Safety Tips for Kids and Social Networks
Student Membership and Parental Monitoring
There has been many cases of bullying, suicides, porn, risque photos, and other undesirable outcomes associated with minors using Facebook and other social media. Although intrusive, sometimes parenting must involve close monitoring of our children's activity. Here are a few tips.
Parents, get your own account and then join with your K-12 child and feel free to monitor what your child reads & posts (in fact, you must; read more); just keep a record of his email and password. (Get him a free gmail account so he will have his own email.)
I would also suggest that children post most pictures of themselves and their young friends, and all personal information only in private groups, private blogs, and private forums; as opposed to those pages that are visible to search engines like Google and Bing, and view by the general public.
However, be aware that Facebook just changed their policy so that any picture posted privately but shared to a friend who has a public sharing status will by default become public at the new Timeline, even if it had been set to private. In other words, if your private image is shared with Friend 1, who displays all his info to the public and Friend 1 puts the private picture on his Timeline, the image will be publically viewed from Friend 1's Timeline.
Ditto for any teacher/parent discussion of actual kids/students.
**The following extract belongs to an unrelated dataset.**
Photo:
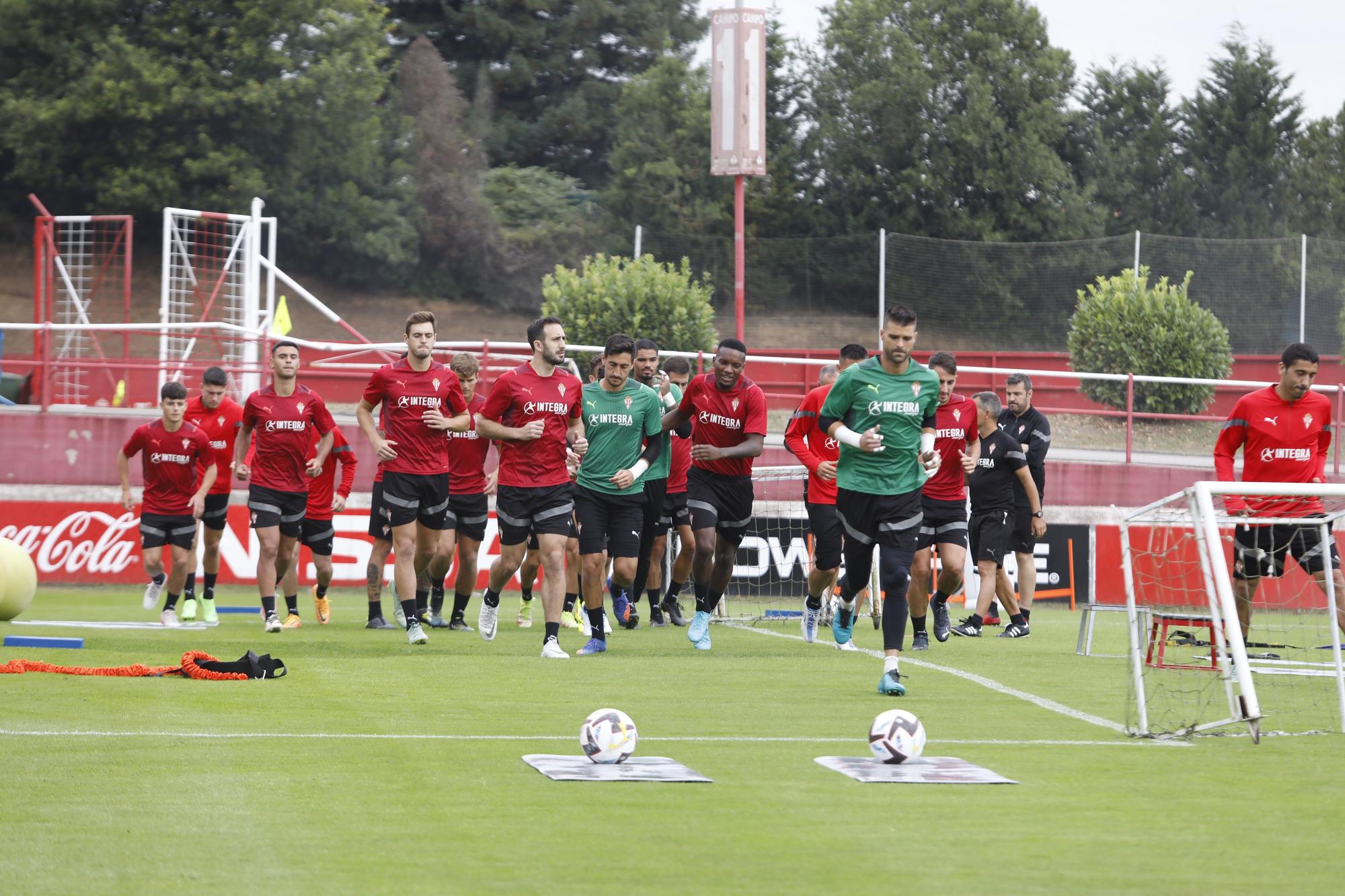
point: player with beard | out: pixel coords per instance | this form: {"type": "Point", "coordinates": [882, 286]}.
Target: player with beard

Parents, you will be responsible for the postings of any minor child based on most network rules! If he changes the password and doesn't--or refuses to--tell you what it is, you can use the lost password link to change the password yourself. You can also cancel your shared email account. Sounds harsh and distrusting, but you are the person legally responsible for his actions online.
Parents, you make the minor's private groups so that you are automatically the administrator of the group. And get your child to invite you to join another child's private group.
Parents, when you make a group for your child, invite the child's friends' parents into the group, too. Alternatively, agree among the friends' parents as to which parent will take the responsibility for monitoring the group.
Of course, you can also use the email identity and password shared with your child to enter any of his private groups to monitor it, but this procedure could affect your child's trust for you unless you let him know in advance to expect such monitoring.